Being Sellers
nytheatre.com review by David Gordon
November 27, 2010
Development is very tough to accomplish when a play is only an hour long. And when your play is a biography of a titanic, larger-than-life figure like Peter Sellers, development is crucial.
In fact, as I hopped on the train at 9:30 p.m. (the show started at 8:35, so it's not even an hour long), I realized that I still knew just as little about Sellers's life as I did before I saw Carl Caulfield's play Being Sellers.
Peter Sellers, of course, is best known for his performances as Dr. Strangelove and Inspector Clouseau. He was also in Lolita and did a radio show before he became famous. In Being Sellers, Pete is on his death bed, entering purgatory, and recounting his life, the good and the bad, before dying. Caulfield simultaneously gives actor David Boyle a lot and very little to work with and the actor manages to create a tremendously layered performance in the title role.

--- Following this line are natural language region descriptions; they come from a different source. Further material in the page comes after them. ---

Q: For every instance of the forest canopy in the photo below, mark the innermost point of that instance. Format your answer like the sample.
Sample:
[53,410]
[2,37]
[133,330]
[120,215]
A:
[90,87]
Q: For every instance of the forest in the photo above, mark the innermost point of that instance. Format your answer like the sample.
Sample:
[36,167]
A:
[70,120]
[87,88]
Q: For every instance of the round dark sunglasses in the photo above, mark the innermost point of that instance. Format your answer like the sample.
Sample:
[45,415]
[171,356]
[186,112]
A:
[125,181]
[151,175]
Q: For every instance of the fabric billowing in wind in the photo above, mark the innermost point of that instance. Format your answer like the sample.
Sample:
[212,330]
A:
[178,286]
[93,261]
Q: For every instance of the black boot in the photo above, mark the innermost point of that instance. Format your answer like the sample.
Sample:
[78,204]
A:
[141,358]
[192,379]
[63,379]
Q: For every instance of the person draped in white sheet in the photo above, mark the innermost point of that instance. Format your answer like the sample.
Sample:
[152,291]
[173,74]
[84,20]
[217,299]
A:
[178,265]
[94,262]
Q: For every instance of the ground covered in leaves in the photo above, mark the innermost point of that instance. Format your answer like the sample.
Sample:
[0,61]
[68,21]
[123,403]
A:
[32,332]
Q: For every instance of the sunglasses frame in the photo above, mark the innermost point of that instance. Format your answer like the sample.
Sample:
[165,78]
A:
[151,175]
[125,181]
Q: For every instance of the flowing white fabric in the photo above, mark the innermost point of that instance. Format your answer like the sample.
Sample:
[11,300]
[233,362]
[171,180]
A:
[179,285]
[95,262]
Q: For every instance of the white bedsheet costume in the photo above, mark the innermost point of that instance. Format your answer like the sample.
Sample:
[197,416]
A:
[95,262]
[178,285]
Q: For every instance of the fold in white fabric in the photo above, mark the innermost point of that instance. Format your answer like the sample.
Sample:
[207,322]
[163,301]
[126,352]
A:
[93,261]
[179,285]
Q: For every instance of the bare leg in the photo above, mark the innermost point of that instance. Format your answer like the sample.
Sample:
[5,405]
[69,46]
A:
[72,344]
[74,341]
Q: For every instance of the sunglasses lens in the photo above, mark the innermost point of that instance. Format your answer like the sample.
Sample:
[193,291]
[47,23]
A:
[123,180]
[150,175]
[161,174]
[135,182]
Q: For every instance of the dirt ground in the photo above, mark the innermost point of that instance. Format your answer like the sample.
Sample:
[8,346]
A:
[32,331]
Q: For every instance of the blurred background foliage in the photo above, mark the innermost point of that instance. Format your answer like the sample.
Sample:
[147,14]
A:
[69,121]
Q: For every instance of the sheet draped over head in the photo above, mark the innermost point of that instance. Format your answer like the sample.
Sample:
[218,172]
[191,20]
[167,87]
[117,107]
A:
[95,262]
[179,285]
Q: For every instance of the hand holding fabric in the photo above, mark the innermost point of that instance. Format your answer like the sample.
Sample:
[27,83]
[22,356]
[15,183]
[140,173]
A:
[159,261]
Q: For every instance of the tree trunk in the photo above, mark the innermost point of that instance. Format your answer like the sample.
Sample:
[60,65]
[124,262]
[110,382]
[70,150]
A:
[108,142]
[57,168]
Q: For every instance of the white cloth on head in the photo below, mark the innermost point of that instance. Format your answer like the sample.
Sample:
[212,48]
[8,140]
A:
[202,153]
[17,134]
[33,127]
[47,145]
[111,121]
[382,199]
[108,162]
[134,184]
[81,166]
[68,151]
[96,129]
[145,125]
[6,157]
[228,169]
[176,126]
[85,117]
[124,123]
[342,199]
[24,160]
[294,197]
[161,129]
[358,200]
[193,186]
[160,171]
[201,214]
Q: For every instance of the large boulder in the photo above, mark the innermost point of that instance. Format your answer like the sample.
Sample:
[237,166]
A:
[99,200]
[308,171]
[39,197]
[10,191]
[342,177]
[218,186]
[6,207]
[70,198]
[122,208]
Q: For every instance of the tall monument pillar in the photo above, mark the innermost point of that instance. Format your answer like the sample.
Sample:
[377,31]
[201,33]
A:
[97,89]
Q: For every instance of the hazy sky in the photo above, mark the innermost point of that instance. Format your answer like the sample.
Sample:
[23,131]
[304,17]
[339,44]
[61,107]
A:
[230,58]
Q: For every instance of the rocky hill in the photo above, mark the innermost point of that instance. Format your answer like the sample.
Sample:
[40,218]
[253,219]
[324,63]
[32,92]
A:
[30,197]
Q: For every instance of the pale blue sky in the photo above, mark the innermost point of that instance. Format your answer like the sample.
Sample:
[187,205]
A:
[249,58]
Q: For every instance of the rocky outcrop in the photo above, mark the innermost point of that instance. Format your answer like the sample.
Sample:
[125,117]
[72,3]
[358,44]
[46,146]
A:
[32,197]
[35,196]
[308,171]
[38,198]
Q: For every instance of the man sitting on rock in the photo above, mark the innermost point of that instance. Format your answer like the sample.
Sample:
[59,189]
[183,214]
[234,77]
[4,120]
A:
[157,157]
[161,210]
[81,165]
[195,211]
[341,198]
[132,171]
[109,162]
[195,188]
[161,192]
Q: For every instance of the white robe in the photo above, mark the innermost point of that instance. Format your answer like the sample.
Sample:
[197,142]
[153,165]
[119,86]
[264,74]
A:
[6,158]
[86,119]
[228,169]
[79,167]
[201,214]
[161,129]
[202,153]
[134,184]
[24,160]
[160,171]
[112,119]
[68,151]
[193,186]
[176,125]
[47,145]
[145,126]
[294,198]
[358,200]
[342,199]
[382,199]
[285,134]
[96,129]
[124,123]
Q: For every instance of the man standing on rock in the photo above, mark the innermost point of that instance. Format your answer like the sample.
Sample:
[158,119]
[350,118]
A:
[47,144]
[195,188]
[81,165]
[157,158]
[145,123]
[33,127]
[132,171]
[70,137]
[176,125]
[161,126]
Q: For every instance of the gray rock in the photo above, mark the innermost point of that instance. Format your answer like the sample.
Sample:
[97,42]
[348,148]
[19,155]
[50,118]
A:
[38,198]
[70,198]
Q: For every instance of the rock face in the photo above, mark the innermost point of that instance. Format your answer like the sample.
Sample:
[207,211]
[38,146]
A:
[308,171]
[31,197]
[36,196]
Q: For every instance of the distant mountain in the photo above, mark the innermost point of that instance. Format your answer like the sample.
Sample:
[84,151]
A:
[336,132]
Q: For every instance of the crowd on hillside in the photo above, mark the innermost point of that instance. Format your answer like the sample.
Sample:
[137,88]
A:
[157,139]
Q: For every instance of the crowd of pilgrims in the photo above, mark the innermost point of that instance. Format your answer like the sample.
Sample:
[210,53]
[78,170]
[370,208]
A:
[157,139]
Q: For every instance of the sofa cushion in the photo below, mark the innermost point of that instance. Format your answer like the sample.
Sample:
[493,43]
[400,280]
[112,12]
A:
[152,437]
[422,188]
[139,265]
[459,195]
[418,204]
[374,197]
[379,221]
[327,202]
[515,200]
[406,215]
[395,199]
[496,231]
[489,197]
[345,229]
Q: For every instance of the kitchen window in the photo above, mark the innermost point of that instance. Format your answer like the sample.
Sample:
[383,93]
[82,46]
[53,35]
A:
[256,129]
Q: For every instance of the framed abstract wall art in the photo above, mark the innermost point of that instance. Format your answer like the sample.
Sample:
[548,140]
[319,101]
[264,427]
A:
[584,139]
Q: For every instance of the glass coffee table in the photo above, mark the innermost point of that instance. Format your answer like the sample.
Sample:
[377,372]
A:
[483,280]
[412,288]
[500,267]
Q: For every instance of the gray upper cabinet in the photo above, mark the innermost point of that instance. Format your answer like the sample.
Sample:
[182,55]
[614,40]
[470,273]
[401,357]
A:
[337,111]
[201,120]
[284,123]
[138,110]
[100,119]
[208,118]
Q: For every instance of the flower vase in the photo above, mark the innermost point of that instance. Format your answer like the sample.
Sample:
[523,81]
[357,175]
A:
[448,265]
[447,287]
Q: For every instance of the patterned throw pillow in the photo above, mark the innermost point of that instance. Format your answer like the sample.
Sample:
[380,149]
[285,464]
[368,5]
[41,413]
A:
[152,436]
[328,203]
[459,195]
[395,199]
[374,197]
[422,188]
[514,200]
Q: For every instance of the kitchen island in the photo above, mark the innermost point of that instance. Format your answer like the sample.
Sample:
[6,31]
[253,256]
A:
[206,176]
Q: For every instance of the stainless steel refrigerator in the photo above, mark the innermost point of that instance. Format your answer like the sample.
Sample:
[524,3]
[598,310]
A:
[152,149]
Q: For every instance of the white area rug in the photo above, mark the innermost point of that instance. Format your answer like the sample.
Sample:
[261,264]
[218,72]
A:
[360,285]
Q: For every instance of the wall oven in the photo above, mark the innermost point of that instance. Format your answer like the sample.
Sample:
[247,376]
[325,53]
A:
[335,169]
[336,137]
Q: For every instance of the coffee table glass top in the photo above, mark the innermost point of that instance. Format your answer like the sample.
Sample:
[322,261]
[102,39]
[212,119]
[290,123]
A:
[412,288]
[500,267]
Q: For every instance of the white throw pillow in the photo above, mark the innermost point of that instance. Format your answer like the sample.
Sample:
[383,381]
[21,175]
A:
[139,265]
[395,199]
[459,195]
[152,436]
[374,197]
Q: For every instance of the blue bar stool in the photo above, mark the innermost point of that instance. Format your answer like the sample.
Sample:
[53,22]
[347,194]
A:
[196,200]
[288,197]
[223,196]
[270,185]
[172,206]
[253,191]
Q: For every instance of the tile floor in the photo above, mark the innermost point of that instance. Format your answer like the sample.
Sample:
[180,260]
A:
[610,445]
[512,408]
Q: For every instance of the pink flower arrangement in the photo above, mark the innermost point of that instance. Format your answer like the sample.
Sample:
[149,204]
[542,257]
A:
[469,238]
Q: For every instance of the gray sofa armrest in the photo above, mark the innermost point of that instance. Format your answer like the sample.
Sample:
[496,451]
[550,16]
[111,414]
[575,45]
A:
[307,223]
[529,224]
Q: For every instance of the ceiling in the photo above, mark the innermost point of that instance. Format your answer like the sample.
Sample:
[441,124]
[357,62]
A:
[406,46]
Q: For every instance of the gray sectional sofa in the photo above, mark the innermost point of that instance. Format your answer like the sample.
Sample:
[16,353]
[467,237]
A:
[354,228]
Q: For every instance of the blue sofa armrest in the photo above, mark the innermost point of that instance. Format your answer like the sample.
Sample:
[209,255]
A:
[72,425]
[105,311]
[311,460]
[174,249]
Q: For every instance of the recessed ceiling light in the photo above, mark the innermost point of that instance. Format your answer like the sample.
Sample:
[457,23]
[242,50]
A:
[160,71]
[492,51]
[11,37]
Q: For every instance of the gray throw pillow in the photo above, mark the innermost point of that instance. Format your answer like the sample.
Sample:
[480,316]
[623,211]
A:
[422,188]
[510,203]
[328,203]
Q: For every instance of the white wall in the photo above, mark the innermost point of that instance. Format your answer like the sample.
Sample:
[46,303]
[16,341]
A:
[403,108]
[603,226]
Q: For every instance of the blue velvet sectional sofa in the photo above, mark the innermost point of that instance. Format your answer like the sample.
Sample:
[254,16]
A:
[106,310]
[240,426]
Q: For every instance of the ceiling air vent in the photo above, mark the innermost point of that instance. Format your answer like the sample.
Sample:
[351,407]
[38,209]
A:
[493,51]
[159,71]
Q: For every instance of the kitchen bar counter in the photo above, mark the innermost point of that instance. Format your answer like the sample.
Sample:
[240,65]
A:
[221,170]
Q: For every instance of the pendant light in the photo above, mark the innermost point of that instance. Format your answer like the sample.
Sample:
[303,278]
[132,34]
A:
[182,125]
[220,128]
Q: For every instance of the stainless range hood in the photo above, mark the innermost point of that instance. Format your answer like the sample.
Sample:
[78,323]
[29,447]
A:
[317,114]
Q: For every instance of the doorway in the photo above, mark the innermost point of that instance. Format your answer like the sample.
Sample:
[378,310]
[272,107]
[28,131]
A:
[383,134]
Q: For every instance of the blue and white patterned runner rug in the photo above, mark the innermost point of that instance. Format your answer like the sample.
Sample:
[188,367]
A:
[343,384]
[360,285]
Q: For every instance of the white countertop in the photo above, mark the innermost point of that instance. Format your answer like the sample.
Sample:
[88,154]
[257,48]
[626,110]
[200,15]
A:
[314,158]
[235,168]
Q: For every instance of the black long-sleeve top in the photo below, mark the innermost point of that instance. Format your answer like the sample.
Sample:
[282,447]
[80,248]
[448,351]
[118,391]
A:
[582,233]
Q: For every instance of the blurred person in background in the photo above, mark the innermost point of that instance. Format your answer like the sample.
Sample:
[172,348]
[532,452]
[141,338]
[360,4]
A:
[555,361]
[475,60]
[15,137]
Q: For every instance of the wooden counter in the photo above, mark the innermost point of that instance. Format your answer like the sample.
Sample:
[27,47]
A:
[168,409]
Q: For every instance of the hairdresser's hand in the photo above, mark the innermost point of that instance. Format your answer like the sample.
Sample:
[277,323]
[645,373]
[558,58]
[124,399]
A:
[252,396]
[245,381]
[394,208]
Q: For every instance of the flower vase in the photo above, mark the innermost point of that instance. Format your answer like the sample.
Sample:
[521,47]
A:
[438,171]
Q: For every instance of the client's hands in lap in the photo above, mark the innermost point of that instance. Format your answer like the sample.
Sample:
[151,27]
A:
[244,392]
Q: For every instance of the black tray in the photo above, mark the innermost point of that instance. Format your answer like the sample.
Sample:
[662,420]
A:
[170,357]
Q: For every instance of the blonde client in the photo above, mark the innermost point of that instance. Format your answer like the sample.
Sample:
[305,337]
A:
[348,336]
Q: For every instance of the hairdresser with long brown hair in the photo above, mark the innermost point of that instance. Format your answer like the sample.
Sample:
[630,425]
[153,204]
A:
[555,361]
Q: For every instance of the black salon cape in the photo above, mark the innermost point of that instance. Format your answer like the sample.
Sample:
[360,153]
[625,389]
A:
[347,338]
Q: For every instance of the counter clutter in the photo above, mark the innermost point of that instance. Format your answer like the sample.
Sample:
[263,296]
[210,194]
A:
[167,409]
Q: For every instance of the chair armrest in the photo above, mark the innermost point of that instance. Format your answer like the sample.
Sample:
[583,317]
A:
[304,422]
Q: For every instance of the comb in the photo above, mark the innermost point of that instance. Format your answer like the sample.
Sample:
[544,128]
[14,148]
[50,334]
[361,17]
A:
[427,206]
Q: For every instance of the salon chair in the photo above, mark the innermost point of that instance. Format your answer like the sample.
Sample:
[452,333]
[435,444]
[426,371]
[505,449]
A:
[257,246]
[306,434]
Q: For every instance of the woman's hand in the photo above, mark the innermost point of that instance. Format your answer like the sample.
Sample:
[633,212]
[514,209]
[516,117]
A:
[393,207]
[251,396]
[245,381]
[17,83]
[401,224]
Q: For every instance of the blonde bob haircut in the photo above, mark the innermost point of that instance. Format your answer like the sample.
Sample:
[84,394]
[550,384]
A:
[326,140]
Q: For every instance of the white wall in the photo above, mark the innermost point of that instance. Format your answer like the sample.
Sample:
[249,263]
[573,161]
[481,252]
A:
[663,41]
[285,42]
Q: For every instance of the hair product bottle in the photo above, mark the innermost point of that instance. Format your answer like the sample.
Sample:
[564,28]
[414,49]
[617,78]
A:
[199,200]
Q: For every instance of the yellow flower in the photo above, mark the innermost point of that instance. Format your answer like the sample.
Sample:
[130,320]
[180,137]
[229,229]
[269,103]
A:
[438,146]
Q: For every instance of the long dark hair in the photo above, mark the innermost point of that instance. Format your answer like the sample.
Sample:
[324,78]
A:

What Caulfield doesn't provide are answers, reasons, or insight. Sellers was a legendarily difficult, egomaniacal person, and Caulfield, skimming the surface of everything, doesn't provide explanation. This leaves Boyle, a very physical actor, and the director Simon Green, to figure it out. Ultimately, it all amounts to mommy issues, and that doesn't explain much of anything.
Boyle is quite moving as he navigates a script dense with dialogue but light on motivation. He almost looks like Sellers, and his impressions of Clouseau, Strangelove, and others are fairly strong. He manages to infuse the material with an impressive amount of pathos, far more than it deserves.
When I got home and looked up Peter Sellers, I realized that I learned more about his life from his Wikipedia page. Google him. You'll save train fare.